A noter un double système de notes : celles écrites par l'auteur à l'époque, et celles de l'édition récente (elles font parfois un peu double emploi). Trois cartes (une au début, deux à la fin, sans que l'on sache bien pourquoi elles n'ont pas été regroupées, d'autant que celle sur les bases de kamikazés de Kyushu n'aide guère à la compréhension des documents. Il y a également une chronologie des attaques de kamikazes, ce qui fait de ce livre, par son apparat critique, un bon point d'entrée sur cette question (notamment concernant leur efficacité stratégique, et surtout leurs motivations).
On alterne donc une reconstitution synthétique de la guerre et une mise en forme de l'état d'esprit de l'auteur au fur et à mesure que la destruction du Japon semble inévitable. Il y a aussi des détails qui raviront les passionnés d'aviation (dont je suis), même si du fait de sa jeunesse, Nagatsuka ne fut jamais victorieux dans un duel aérien et eut une expérience courte des combats).
Chap. 1 - De la salle de classe au train vers l'inconnu.
Nagatsuka est un étudiant en lettres au lycée Shizuoka de Tokyo. Fils d'un sculpteur, il est passionné de français, en particulier de George Sand. Avec ses camarades, ils apprennent par le discours du général Tojo à la radio que tous les étudiants autres que ceux de science seront mobilisés. Certains passent des lettres à la médecine pour échapper au service. Avec des amis, Nagatsuka opte sans consulter ses parents pour l'aviation, car il a entendu les récits de brimades terribles qui touchent les conscrits dans l'armée de terre. Assez artificiellement, l'ouvrage reconstitue une discussion enflammée entre ses camarades, sur la question de savoir si oui ou non Pearl Harbor était une erreur. Malgré de fortes divergences, une conviction surnage : il faut se battre pour protéger la famille. A noter que ces étudiants de lettres plutôt pacifistes désignent en argot les militaristes comme les "Zols", bref les va-t-en-guerre. Après avoir travaillé quelque temps dans une usine d'armement, Nagatsuka est incorporé le 26 mai 1944 à l'école d'aviation d'Utsunomiya. Déchirement pour ses parents, sentiment de basculer dans un monde complétement étranger.

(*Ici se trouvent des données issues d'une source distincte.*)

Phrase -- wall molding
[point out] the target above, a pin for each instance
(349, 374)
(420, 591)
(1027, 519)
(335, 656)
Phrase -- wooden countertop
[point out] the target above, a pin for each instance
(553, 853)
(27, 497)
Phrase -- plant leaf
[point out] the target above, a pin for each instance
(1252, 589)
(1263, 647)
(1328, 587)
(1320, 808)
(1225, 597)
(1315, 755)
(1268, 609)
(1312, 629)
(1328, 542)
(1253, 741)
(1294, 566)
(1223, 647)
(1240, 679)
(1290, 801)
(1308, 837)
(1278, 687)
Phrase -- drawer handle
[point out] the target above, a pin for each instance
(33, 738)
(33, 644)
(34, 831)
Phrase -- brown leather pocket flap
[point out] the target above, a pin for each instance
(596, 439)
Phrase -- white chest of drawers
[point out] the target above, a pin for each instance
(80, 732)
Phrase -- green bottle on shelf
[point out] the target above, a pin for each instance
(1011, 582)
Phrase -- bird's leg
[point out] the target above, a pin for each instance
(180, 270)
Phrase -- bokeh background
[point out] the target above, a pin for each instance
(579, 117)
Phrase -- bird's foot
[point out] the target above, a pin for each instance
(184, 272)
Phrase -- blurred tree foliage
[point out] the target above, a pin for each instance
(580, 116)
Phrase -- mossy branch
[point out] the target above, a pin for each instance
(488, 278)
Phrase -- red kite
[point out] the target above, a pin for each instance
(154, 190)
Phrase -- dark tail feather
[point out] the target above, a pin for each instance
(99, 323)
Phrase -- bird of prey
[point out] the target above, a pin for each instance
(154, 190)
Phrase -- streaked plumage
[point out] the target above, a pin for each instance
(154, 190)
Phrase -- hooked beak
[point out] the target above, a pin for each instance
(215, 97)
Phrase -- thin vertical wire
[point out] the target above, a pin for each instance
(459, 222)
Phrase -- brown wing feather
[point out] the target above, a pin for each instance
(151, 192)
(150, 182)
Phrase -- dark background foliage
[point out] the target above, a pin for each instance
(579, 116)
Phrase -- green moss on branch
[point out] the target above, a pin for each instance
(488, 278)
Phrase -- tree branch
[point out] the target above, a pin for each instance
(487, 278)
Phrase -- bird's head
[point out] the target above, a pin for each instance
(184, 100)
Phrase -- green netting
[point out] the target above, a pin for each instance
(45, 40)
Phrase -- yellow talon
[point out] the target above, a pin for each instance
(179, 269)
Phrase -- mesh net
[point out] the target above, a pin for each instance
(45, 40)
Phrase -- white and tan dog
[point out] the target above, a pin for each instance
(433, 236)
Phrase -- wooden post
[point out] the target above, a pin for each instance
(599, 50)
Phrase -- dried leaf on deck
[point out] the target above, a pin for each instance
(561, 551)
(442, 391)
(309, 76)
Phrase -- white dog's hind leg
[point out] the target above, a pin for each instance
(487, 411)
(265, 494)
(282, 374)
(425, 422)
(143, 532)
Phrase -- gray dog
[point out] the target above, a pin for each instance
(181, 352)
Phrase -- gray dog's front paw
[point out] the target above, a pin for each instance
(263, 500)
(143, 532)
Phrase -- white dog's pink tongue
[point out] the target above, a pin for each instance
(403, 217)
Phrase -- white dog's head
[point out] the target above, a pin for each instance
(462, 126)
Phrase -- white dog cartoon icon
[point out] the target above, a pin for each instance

Chap. 2 - Tandis que la bouche dit "au revoir", le regard dit "adieu !"
En tant qu'aspirant, les incorporés n'habitent pas dans des baraquements à proprement parler. On leur apprend à abandonner le vouvoiement ("kimi") pour le tutoiement viril ("kisama"), à manger en 15 minutes, à courir plutôt que marcher. La formation théorique et pratique est intensive, avec expériences en planeurs. Ces débuts amènent un certain désenchantement mais les coupent de leur monde estudiantin. Début juillet, ils sont incorporés pour de bon à l'école d'utsunomiya. On leur distribue enfin le serre-tête, les lunettes et les moumoutes (combinaisons) d'aviateurs, et ils doivent s'habituer à passer du planeur aux avions (des chasseurs légers inutiles face aux B29 américains). Ils côtoient progressivement la mort, avec les premiers morts par accident. Nagatsuka se prend d'admiration pour un officier, Il nie qu'il y ait eu de mauvais traitements de la part des officiers de l'armée de l'air. La formation avançant, il voit partir vers d'autres garnisons ses amis Watanabe et Kagawa.
Chap. 3 - Autour de moi, le ciel était serein, comme si rien ne s'était passé.
Ce chapitre revient en détail sur l'avancée des Américains dans la bataille du Pacifique, avec les premiers signes inquiétants : un premier raid aérien sur Tokyo, le 24 novembre, qui laisse voir la supériorité des B29 ; la perte du cuirassé Musashi lors de la bataille de Leyte. Frustration de n'avoir surtout que des ki27, chasseurs légers dotés de mitrailleuses légères, et surtout d'être trop peu expérimentés. Nagatsuka se prend d'admiration pour un officier, Fujisaki. Premières sorties au combat à l'arrière d'un ki47, dont la vitesse ne permet pas de faire du mal aux B29. Ces derniers sont beaucoup plus nombreux depuis la perte de Saïpan, dans les îles Marianne.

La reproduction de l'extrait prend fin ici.